Land/Natural Resource
all resources that occur in nature.
Labour Resource
The mental and physical effort by humans in the production process.
Capital Resource
Used to aid in the production of another good or service .
Resource Allocation
Involves making choices about how scarce resources are to be used or distributed among areas of production.
Allocative Efficiency
A situation where resources are used to produce particular types of goods and services that best maximise the overall satisfaction of societies needs and wants, well-being and living standards.
Productive/Technical Efficiency
This is when the production of goods and services is maximised at lowest possible cost. It is no longer possible to increase outputs without increase inputs.
Dynamic Efficiency
Is when resources are allocated quickly to increase choice and meet the changing demands of consumers.
Inter-temporal Efficiency
Refers to finding the optimal balance between current consumption (spending of income) versus future consumption (saving of income to finance investment)
Price Mechanism
Is a system where by producers supply and consumers demand interact in the marketplace to set prices for goods and services.
The Law of Demand
States that the quantity demanded of a particular good or service that buyers are prepared to purchase varies inversely with change in price.
The Law of Supply
States the quantity of a particular good or service that sellers are prepared to produce varies directly with price.
Relative Prices
Refers to the price of one good or service measured in terms of the price of another good or service.
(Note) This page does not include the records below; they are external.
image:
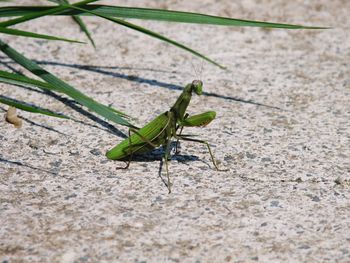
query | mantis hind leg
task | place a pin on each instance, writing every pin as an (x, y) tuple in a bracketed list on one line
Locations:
[(166, 157), (209, 149)]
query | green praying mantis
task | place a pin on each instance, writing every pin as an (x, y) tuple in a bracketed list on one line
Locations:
[(163, 128)]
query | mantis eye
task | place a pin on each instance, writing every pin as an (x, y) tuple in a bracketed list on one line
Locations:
[(197, 86)]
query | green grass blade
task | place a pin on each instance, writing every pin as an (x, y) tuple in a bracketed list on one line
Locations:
[(81, 24), (22, 33), (50, 11), (83, 28), (16, 79), (64, 87), (27, 107), (154, 14), (152, 34)]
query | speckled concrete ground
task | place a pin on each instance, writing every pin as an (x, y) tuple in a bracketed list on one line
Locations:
[(286, 194)]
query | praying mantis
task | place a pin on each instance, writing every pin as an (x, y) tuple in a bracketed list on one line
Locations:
[(163, 128)]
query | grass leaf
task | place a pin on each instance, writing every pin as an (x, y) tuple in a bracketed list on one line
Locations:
[(62, 86), (152, 34), (153, 14)]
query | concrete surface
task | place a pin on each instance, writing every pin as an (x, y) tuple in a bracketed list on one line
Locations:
[(286, 195)]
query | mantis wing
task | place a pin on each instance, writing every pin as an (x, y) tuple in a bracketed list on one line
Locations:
[(143, 140)]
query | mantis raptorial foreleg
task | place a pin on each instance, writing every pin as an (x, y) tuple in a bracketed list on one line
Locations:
[(163, 128)]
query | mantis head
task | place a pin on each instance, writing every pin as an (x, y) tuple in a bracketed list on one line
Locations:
[(197, 86)]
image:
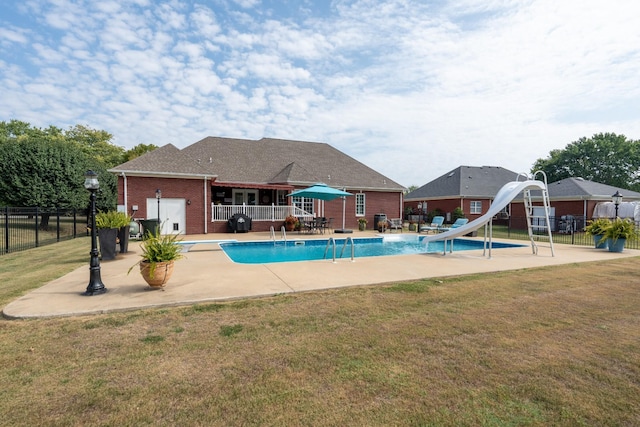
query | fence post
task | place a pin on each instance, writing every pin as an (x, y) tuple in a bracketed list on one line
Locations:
[(36, 222), (6, 229), (57, 224)]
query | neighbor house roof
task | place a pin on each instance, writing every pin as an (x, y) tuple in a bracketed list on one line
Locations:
[(265, 161), (582, 189), (465, 181)]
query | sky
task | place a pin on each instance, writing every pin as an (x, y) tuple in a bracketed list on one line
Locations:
[(411, 88)]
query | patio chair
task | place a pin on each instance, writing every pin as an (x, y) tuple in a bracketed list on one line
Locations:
[(395, 224), (436, 224), (458, 223), (327, 225)]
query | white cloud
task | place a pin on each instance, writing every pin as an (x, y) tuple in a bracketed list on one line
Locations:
[(412, 88)]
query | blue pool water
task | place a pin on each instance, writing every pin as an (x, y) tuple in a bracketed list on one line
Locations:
[(307, 250)]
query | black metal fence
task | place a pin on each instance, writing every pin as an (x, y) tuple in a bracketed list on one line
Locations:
[(567, 229), (26, 228)]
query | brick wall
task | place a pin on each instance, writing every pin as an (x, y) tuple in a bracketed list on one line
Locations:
[(141, 188)]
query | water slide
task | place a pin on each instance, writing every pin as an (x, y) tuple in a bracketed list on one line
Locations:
[(506, 194)]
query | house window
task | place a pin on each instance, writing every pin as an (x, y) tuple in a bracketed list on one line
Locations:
[(304, 203), (282, 198), (360, 204)]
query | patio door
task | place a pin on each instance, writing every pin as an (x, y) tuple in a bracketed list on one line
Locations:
[(247, 197)]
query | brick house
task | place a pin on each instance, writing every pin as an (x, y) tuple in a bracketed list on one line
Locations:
[(472, 188), (202, 185)]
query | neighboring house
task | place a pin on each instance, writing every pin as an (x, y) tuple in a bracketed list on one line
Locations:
[(471, 188), (204, 184), (578, 198)]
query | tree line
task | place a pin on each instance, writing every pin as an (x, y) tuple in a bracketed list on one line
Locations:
[(45, 167)]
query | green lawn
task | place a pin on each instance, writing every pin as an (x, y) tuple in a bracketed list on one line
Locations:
[(548, 346)]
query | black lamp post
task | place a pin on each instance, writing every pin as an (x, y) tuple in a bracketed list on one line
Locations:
[(95, 285), (617, 199), (158, 197)]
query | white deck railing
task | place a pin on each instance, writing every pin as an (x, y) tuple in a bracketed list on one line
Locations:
[(257, 213)]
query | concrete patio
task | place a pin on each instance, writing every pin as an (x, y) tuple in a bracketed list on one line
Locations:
[(207, 275)]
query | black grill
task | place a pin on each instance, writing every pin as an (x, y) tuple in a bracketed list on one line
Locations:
[(239, 223)]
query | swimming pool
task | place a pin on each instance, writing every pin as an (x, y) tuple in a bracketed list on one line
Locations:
[(308, 250)]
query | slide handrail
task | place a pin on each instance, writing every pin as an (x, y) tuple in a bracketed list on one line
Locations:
[(505, 195)]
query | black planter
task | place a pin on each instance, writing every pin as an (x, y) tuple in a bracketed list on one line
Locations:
[(123, 236), (107, 238)]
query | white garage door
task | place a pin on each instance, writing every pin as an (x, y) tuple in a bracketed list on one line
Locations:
[(172, 214)]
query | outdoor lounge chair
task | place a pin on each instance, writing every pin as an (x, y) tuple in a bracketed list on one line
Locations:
[(436, 224), (458, 223), (395, 224)]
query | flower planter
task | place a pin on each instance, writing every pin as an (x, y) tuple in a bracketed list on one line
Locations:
[(158, 276), (599, 242), (617, 246)]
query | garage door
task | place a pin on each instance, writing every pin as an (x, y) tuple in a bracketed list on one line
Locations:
[(172, 214)]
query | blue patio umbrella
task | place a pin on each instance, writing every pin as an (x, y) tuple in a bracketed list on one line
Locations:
[(323, 192)]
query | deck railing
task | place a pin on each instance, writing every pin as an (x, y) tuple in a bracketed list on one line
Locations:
[(257, 213)]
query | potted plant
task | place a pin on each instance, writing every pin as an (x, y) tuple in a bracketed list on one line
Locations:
[(108, 223), (596, 228), (618, 232), (291, 223), (159, 252)]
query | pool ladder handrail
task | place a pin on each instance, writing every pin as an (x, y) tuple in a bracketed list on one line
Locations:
[(332, 242), (283, 233)]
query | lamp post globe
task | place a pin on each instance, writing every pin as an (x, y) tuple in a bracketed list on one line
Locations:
[(158, 197), (617, 199), (95, 286)]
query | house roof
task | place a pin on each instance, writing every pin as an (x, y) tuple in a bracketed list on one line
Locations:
[(465, 181), (579, 188), (265, 161), (486, 181)]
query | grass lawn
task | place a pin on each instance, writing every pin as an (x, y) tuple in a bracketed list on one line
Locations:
[(547, 346)]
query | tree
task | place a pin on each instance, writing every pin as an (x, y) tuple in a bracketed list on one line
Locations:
[(96, 144), (138, 151), (44, 168), (606, 158)]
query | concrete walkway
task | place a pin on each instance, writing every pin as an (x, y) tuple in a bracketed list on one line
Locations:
[(207, 275)]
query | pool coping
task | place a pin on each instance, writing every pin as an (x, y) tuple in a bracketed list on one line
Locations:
[(208, 275)]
Price Elasticity of Demand (PED)
Refers to the responsiveness of total quantity demanded of a product to a change in the price of that product.
Price Elasticity of Supply (PES)
refers to the responsiveness of total quantity supplied of a product to a change in the price of that product.
Pure Monopoly
This is when a single frim controls the output of a particular good or service. The firm is the price maker as competition is weak.